An Urban Family Farm
An Urban Family Farm

Outlaws: Part II

Mayda received a letter from the zoning enforcement guy today. (Our Paul Drive house is in her name.) It said we can’t have chickens here, and we have seven days to comply. It was dated Monday. I have less than a week to relocate the hens, disassemble and move the broiler houses, and move all the bags of leaves and sawdust, as well as any other junk in the backyard.

There’s also a certified letter that’ll be at the Post Office tomorrow. We’re guessing that’s from him, too.

We slaughtered the last of the broilers and don’t have any more chicks ordered, so that’s one thing out of the way. I’m just going to move everything over to Woodland.

The problem is that while the section of code he’s citing only prohibits agriculture on properties less than one acre, there’s another point he could use against us at Woodland. If you have between one and five acres, agriculture is prohibited if your subdivision is at least 35% developed. Nobody’s actually ordered us not to farm there, but we haven’t started yet. The code is very clear that we can’t do it. Even just having an acre of apple trees would be illegal there. Any kind of natural resource harvesting other than a garden attached to a residence counts as “agriculture” and is prohibited. This is wrong, and we’ll take up the fight to get that changed on at least the county level, if not the state. But first thing’s first. We need to take care of our own survival before starting any crusades.

I’m thinking the best thing to do is to not fight it here at Paul Drive. Just comply (though that is a hardship with the hens.) Before he gets a chance to nail us at Woodland, I want to request a variance from the Mifflin Township Board of Trustees to allow me to practice agriculture there. They can do that by a resolution. If they won’t do that, the next step is to try for a variance through the county. I’m not sure how best to approach that.

I’m feeling caught between two levels of government here. I need to get caught up on my child support before the end of the year so we can declare one of the kids I’m paying support on as a dependent on our tax return. Makes a big difference–the difference between getting money and owing it. But to earn the money to do that, I either need to go do paying work, or produce stuff on the farm and sell it. But if I go work for money, I’m not here cleaning up and moving stuff for Code Enforcement and the Health Department. And if I actually comply fully with Zoning and quit raising chickens, I’m severely restricted in how much money I can earn at farmers markets, especially over the winter.
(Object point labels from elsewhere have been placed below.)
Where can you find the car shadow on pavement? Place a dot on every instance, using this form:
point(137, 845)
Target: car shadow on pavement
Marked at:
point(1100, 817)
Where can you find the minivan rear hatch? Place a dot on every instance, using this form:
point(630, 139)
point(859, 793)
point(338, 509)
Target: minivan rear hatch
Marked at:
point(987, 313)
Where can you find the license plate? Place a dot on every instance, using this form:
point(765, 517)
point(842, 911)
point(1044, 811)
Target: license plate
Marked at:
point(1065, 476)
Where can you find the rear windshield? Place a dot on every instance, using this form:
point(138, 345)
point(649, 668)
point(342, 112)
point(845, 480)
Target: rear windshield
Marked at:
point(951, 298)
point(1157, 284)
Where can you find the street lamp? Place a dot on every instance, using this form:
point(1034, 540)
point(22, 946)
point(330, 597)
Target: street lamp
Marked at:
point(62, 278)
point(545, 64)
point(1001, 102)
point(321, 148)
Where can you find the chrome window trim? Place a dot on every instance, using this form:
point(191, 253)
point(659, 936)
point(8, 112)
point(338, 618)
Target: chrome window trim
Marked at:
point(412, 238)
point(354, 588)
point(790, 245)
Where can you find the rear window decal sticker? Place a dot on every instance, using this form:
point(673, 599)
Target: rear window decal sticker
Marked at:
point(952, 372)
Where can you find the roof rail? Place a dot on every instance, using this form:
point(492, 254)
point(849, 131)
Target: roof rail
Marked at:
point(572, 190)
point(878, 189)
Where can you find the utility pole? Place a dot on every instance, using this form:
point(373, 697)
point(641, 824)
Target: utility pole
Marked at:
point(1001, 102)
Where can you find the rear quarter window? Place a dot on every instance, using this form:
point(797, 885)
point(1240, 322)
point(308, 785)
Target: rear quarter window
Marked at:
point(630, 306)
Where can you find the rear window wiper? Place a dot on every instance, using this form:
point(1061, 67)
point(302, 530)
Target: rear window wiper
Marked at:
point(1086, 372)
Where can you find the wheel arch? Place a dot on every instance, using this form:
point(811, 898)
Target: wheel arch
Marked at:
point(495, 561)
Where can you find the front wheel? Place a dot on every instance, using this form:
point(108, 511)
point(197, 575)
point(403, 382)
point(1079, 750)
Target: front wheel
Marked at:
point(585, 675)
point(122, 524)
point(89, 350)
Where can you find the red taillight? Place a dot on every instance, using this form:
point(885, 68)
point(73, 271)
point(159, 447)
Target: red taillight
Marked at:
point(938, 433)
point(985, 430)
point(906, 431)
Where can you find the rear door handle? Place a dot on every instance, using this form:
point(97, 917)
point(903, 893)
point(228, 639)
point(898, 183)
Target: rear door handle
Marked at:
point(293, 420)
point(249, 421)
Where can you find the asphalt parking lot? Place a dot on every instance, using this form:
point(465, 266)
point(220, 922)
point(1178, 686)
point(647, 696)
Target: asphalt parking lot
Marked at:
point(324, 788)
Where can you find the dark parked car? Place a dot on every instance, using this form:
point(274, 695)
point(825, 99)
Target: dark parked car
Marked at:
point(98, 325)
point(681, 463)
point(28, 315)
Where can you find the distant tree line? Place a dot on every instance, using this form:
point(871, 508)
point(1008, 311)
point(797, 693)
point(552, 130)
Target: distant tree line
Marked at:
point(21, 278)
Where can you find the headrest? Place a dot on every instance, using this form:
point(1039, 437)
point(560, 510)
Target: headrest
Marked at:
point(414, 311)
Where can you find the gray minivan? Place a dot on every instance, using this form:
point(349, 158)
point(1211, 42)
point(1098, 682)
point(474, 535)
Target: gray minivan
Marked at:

We have the land, though, and a few freezers full of chicken, and outlaw hens laying about a dozen eggs a day, and a couple big boxes of egg cartons. We have jars to sprout beans in, and an oven for baking stuff. I’m paid up to do two days a week at the farmers market downtown through December. And I’m sure that at least a few people in either the township or county government must see farms as something other than a dirty embarrassment that all the shiny urbanites have to be sheltered from. We’ll get through this somehow, but I’m not sure we’ll still have animals by the time we get to the other end of the tunnel.

I find it ironic that a Department of ECONOMIC DEVELOPMENT & Planning would be going into a blighted neighborhood and trying to make people poorer. They went after one of my neighbors and gave him a huge list of things to alter that aren’t even visible from the street. They told him the color of his garage has to match his house. This isn’t a homeowners association, it’s the county government telling him this. They said they’re trying to “clean up” (ie, gentrify) the neighborhood. Now they’re trying to put me out of work while I hear scores of people telling me that more people need to be doing what I’m doing. Local magazines praise my work while the local government criminalizes it.

Another thing that troubles me about this is that if I just built a large building and raised the chickens indoors, that would probably be fine. There’d be no evidence visible from the property line that there’s any agriculture going on. My customers pay more, though, because I don’t do it that way. The fact that the chickens are allowed to scratch around out where people can see them–the very thing that makes them more desirable and trusted as food–is exactly what Zoning finds objectionable.

I’m seriously wondering about the market for rabbits. Quieter than chickens, I could breed my own stock instead of having to buy them, and they can eat mostly grass. They have about the same grow-out time and feed conversion rate as broilers. I could do that completely clandestinely by clearing a spot back in the woods and keeping them in movable pens that I can stash in the garage or an underground shed or something when the revenuers show up. But Americans don’t eat bunnies like they eat chicken or eggs. Otherwise, I’m not sure what my backup plan would be.

Nobody owes me a job, but I have a responsibility to earn a living. For those two facts to co-exist, there must be a possibility of working for myself. If I can’t do it by farming, I don’t know what else I could do that I can just jump right into and start earning enough money without investing a whole lot up front. Art? Woodworking? Soap? Candles? They all seem so much more speculative than food.

Maybe I could learn Somali and start a new career as a pirate.